NAME
    Grapheme::Ngram - n-grams of Unicode Extended Grapheme Clusters

SYNOPSIS
     use Grapheme::Ngram;

     my $class = 'Grapheme::Ngram';
     my @ngrams = $class->ngram($string,$width);

DESCRIPTION
    For many applications it's better to work along graphemes.

    Building n-grams is one of them.

METHODS
  new
      $object = Grapheme::Ngram->new();

  ngram
      my $array_ref = $object->ngram($string, $width);

    $string ...... string of characters

    $width ....... length of the resulting tokens. Default is 1.

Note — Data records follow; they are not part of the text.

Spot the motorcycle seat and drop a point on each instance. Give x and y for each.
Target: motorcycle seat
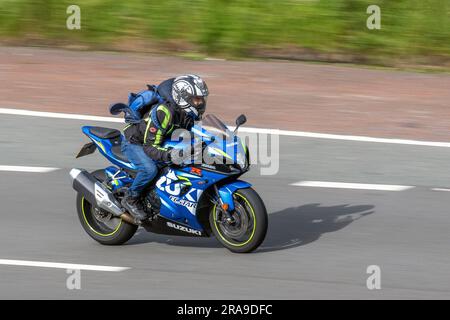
(104, 133)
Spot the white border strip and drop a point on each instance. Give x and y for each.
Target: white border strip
(27, 169)
(304, 134)
(71, 266)
(441, 189)
(342, 185)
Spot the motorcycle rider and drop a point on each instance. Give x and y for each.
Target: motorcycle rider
(184, 102)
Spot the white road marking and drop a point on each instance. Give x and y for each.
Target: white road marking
(343, 185)
(21, 112)
(304, 134)
(71, 266)
(27, 169)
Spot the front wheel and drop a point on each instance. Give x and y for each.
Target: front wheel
(245, 229)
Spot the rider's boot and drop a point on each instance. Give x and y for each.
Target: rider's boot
(134, 206)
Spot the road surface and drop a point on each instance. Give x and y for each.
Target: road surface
(319, 244)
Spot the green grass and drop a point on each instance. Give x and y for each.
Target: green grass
(410, 28)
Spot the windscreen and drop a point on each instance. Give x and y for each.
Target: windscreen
(212, 124)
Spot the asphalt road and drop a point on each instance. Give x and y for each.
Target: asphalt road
(319, 244)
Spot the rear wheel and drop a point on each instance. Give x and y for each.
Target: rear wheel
(246, 227)
(100, 225)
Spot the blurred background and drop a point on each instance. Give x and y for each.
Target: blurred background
(413, 31)
(308, 65)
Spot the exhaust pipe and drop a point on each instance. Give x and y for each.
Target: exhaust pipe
(94, 192)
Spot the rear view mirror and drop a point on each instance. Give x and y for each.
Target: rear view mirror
(240, 121)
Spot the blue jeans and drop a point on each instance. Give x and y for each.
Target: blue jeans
(146, 167)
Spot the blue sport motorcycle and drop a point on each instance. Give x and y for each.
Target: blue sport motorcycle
(198, 200)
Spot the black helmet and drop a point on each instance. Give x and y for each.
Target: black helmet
(190, 93)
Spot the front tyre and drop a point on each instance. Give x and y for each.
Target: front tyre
(246, 227)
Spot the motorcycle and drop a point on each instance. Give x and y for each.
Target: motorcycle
(190, 199)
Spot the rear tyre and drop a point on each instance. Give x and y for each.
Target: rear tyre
(248, 227)
(101, 225)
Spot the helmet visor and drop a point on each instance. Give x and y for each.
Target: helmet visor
(197, 101)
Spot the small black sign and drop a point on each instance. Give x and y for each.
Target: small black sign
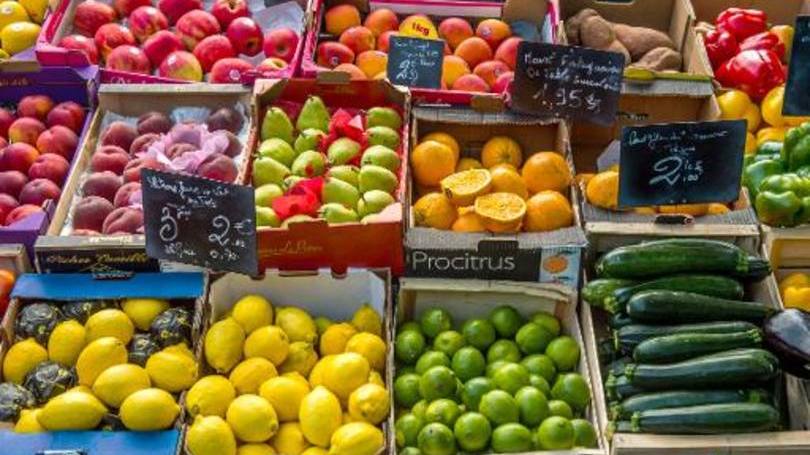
(200, 221)
(797, 97)
(681, 163)
(415, 62)
(567, 81)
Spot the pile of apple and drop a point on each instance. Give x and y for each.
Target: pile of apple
(37, 143)
(178, 39)
(110, 201)
(480, 59)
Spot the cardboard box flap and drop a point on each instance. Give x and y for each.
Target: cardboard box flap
(71, 286)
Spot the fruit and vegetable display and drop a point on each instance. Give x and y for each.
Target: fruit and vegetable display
(499, 384)
(341, 165)
(284, 382)
(38, 138)
(479, 56)
(181, 39)
(498, 191)
(97, 364)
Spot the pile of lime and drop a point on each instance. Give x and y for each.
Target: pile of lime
(501, 384)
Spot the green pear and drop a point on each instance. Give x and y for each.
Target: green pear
(278, 150)
(373, 177)
(313, 115)
(277, 124)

    $array_ref ... reference to array of ngram tokens

    Returns one token with the unmodified $string if the number of graphemes
    in $string is lower than $width. Returns an empty $array_ref if $string
    is empty or undef. NOTE: maybe this will be changed in future. Defaults
    to length = 1 if $width is not an integer larger than 0.

  from_tokens
      my @ngram = $object->from_tokens(\@tokens, $width);

    Same as "ngram" but takes tokens. This method is used by "ngram".

    This allows to use a custom tokenizer for e.g. treating 'sh' also as
    grapheme:

      my @tokens = $string =~ m/(Sh|sh|\X)/g;

  _tokenize
      my @graphemes = $object->_tokenize($string);

    This internal method splits $string into a list of graphemes.

SOURCE REPOSITORY
    <http://github.com/wollmers/Grapheme-Ngram>

AUTHOR
    Helmut Wollmersdorfer, <helmut.wollmersdorfer@gmail.com>

COPYRIGHT AND LICENSE
    Copyright (C) 2014 by Helmut Wollmersdorfer

    This library is free software; you can redistribute it and/or modify it
    under the same terms as Perl itself.